- Education: University of Madras
- Occupation: Coffee quality control expert

= Sunalini Menon =

Sunalini Menon is an Indian coffee quality control expert and entrepreneur.

== Early life and education ==

Menon started her career in the coffee industry following graduation in Food Technology from the University of Madras in 1972.

== Career ==
Menon's career began at the Coffee Board of India, where she was trained in the practice of coffee cupping and quality evaluation. Following this instruction, she became one of the first female coffee tasters in Asia as well as the first female quality control director for Indian coffee at the Coffee Board of India, where she helped in the formulation of quality standards for Indian coffee, besides launching speciality coffees to the world market. She also served as a Coffee Corps Volunteer of the Coffee Quality Institute (CQI), before she was designated as a member of the Board of Trustees of the CQI.

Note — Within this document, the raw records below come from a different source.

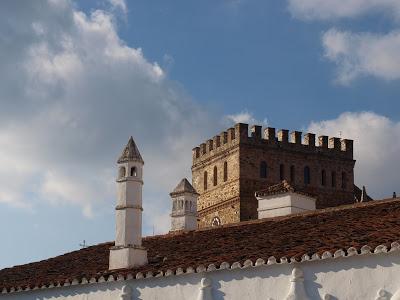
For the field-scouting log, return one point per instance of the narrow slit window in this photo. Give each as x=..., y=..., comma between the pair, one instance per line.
x=333, y=179
x=215, y=176
x=282, y=172
x=121, y=172
x=307, y=175
x=225, y=171
x=292, y=174
x=323, y=178
x=263, y=169
x=344, y=180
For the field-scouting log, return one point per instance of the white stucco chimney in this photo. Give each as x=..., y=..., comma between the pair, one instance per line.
x=283, y=199
x=128, y=251
x=184, y=207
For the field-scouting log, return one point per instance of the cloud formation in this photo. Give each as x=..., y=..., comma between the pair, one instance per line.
x=376, y=148
x=363, y=54
x=356, y=54
x=334, y=9
x=72, y=92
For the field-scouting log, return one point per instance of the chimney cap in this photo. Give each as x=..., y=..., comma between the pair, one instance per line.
x=130, y=153
x=184, y=186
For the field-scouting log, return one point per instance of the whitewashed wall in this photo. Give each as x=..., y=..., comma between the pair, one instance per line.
x=356, y=277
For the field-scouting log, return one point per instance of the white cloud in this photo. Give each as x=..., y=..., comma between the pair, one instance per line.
x=334, y=9
x=119, y=4
x=243, y=117
x=376, y=148
x=363, y=54
x=71, y=94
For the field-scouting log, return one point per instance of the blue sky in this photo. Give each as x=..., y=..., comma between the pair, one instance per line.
x=74, y=87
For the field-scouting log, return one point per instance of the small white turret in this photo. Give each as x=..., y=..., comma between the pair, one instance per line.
x=184, y=207
x=128, y=251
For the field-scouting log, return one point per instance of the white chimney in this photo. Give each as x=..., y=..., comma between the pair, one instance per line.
x=184, y=207
x=283, y=199
x=128, y=251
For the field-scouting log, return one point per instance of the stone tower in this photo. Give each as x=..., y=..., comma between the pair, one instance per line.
x=228, y=169
x=128, y=251
x=184, y=207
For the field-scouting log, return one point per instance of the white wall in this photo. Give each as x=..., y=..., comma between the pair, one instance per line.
x=284, y=204
x=355, y=277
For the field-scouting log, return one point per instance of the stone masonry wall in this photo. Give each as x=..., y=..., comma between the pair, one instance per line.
x=233, y=200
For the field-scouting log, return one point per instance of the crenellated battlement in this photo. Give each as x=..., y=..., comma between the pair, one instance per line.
x=269, y=138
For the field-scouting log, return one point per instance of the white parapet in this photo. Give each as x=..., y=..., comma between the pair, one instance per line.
x=284, y=204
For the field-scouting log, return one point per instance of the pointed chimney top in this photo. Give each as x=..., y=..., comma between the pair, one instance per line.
x=130, y=153
x=183, y=187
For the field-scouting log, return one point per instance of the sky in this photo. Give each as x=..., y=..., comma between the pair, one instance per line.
x=78, y=78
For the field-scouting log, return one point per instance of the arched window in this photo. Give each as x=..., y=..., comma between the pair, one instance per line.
x=282, y=172
x=225, y=171
x=344, y=180
x=292, y=174
x=121, y=172
x=333, y=177
x=307, y=175
x=323, y=178
x=263, y=169
x=215, y=222
x=133, y=172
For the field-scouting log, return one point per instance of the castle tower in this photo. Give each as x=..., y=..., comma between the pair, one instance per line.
x=128, y=251
x=230, y=167
x=184, y=207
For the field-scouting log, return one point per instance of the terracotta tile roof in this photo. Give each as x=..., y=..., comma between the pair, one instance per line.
x=373, y=223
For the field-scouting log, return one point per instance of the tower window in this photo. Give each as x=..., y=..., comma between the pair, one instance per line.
x=323, y=178
x=121, y=172
x=333, y=179
x=344, y=180
x=292, y=174
x=263, y=169
x=307, y=175
x=215, y=222
x=225, y=171
x=282, y=172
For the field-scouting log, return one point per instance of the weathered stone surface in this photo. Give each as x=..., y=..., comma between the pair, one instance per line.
x=233, y=200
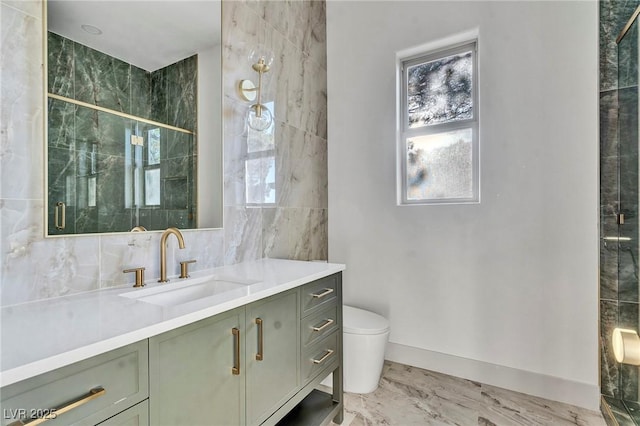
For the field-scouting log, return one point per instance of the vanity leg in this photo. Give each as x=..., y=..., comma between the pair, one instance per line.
x=338, y=395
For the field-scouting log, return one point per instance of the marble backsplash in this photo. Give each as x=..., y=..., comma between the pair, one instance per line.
x=295, y=226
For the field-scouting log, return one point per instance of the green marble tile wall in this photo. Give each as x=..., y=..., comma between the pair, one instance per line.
x=92, y=164
x=619, y=285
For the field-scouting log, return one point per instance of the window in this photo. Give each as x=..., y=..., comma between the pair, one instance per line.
x=438, y=146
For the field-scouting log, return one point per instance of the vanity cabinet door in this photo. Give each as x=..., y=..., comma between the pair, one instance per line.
x=272, y=353
x=138, y=415
x=196, y=373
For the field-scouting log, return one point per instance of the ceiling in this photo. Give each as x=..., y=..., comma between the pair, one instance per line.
x=149, y=34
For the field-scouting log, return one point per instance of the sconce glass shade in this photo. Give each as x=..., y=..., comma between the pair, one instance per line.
x=259, y=118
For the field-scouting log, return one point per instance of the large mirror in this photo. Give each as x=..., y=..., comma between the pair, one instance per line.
x=134, y=115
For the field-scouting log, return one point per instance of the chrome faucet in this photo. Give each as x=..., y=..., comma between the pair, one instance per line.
x=163, y=250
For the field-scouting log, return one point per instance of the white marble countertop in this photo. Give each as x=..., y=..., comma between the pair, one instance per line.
x=41, y=336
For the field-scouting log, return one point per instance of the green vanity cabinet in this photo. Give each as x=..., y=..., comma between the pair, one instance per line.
x=85, y=393
x=235, y=368
x=138, y=415
x=272, y=353
x=196, y=374
x=258, y=364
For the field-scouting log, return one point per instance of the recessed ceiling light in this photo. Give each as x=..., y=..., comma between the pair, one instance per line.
x=91, y=29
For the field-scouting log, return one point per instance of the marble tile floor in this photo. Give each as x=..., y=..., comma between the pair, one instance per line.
x=410, y=396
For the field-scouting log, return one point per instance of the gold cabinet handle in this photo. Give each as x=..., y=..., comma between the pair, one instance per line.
x=326, y=324
x=55, y=412
x=59, y=215
x=235, y=370
x=321, y=360
x=260, y=354
x=326, y=292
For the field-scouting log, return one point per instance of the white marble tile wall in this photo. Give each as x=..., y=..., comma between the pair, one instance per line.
x=295, y=226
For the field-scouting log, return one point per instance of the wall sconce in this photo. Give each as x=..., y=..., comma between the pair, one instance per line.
x=259, y=118
x=626, y=346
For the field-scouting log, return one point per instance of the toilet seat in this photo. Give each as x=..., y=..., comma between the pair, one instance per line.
x=359, y=321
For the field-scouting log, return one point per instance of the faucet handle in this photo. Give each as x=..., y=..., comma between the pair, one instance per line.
x=184, y=268
x=139, y=275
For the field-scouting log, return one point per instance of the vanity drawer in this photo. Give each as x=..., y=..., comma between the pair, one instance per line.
x=84, y=393
x=319, y=357
x=318, y=293
x=316, y=326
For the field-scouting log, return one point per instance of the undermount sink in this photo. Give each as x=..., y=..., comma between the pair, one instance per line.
x=185, y=291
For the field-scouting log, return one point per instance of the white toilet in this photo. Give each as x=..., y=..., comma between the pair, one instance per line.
x=364, y=341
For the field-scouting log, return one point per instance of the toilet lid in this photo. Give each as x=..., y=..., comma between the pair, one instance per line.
x=359, y=321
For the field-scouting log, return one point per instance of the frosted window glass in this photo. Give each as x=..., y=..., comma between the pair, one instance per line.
x=440, y=166
x=440, y=91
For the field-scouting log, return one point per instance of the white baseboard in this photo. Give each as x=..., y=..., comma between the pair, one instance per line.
x=550, y=387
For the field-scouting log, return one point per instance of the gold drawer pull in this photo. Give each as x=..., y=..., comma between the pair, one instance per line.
x=326, y=292
x=260, y=354
x=55, y=412
x=235, y=370
x=327, y=355
x=326, y=324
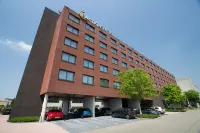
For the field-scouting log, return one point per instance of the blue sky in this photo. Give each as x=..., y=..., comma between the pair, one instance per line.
x=166, y=31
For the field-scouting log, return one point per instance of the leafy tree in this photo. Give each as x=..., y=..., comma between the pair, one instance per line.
x=136, y=84
x=173, y=94
x=192, y=95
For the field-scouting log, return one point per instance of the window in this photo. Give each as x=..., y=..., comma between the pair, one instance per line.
x=70, y=42
x=68, y=58
x=135, y=54
x=123, y=55
x=103, y=56
x=89, y=27
x=89, y=38
x=113, y=41
x=89, y=50
x=130, y=59
x=102, y=35
x=74, y=18
x=141, y=58
x=103, y=45
x=114, y=51
x=137, y=62
x=66, y=75
x=104, y=83
x=132, y=67
x=143, y=65
x=124, y=65
x=88, y=64
x=115, y=61
x=88, y=79
x=72, y=29
x=103, y=68
x=129, y=51
x=122, y=46
x=115, y=72
x=116, y=84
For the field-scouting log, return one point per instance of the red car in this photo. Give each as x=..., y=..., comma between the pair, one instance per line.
x=54, y=114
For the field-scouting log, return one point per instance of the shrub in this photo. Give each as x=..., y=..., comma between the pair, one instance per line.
x=150, y=116
x=24, y=119
x=175, y=110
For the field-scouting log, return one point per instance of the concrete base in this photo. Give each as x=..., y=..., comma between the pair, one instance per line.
x=89, y=102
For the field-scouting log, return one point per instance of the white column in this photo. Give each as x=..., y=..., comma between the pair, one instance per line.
x=89, y=102
x=65, y=106
x=44, y=106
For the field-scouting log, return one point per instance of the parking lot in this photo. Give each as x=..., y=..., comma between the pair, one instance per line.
x=86, y=124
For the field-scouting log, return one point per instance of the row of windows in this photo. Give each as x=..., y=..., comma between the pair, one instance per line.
x=103, y=45
x=86, y=79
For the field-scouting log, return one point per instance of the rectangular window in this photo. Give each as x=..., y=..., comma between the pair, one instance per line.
x=89, y=50
x=116, y=84
x=70, y=42
x=104, y=83
x=122, y=46
x=74, y=18
x=103, y=68
x=123, y=55
x=114, y=51
x=143, y=66
x=89, y=38
x=68, y=58
x=88, y=79
x=124, y=65
x=88, y=64
x=136, y=55
x=141, y=58
x=72, y=29
x=137, y=62
x=102, y=35
x=129, y=51
x=130, y=59
x=115, y=72
x=89, y=27
x=66, y=75
x=103, y=45
x=113, y=41
x=132, y=67
x=103, y=56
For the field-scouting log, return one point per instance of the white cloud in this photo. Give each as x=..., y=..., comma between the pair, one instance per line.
x=17, y=45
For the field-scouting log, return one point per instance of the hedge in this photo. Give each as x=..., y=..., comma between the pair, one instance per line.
x=150, y=116
x=24, y=119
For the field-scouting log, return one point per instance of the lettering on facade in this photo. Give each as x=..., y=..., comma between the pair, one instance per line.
x=82, y=15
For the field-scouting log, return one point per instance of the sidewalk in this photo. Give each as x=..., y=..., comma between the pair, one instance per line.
x=33, y=127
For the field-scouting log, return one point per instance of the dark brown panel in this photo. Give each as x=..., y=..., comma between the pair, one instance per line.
x=28, y=101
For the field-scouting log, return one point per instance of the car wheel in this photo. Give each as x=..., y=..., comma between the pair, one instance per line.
x=127, y=117
x=113, y=115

In 1996, when the market for Indian coffee was liberalised, Sunalini helped in the setting up of a coffee production group named ‘Coffeelab’ in Bangalore. The laboratory was the first of its kind to be established in the private sector in India, providing comprehensive quality related services not only for the domestic coffee industry, but also for coffees from various producing origins (such as in Africa and America) and consuming countries. The lab undertakes the training of personnel in coffee cupping.

Menon has developed several green coffee brands and has served as a judge in coffee competitions. She also is a writer of coffee articles and acts as a guide to entrepreneurs new to the industry. Moreover, Menon has conducted workshops and attended international conferences.

Her involvement in coffee quality worldwide has prompted her to conduct workshops and attend international workshops on coffee production and testing. Menon has created a training platform aiming to educate workers in all aspects of the coffee value chain on coffee quality.

She currently teaches the ‘Masters Course on Coffee Science and Economics’ at the Universita del Café, Trieste under the Ernesto Illy Foundation and the University of Udine. She is additionally a director on the Board of the Speciality Coffee Association of America and previously was an independent director of M/s. Tata Coffee Ltd., the largest integrated coffee company.

== Awards ==
Menon has received several awards for her work, including from the Speciality Coffee Association of India, Speciality Coffee Association of America, the CQI, the International Women's Coffee Alliance (IWCA) of which she served as president, and the Speciality Coffee Association of Europe.

Her awards include:

- Jewels of Karnataka – Eminent Woman of Substance 2016, presented by the Association of Women Entrepreneurs of Karnataka (AWAKE) for being the first recognised Asian female coffee tester.
- First Lady Achievers Award from the President of India, awarded at the “Women of Worth Karnataka 2018” by AWAKE by the Indian President at Bangalore in March 2018.
- Recognition and “Top Professor” Award Certificate of the Universita Del Caffe
- Illycaffe Award at the 4th Annual Ernesto Illy International Coffee Award held at New York, in November 2019.
- “Outstanding Achievement Award” in the 16th Annual Sprudgie Awards 2025 presented by Sprudge and Pacific Barista Series.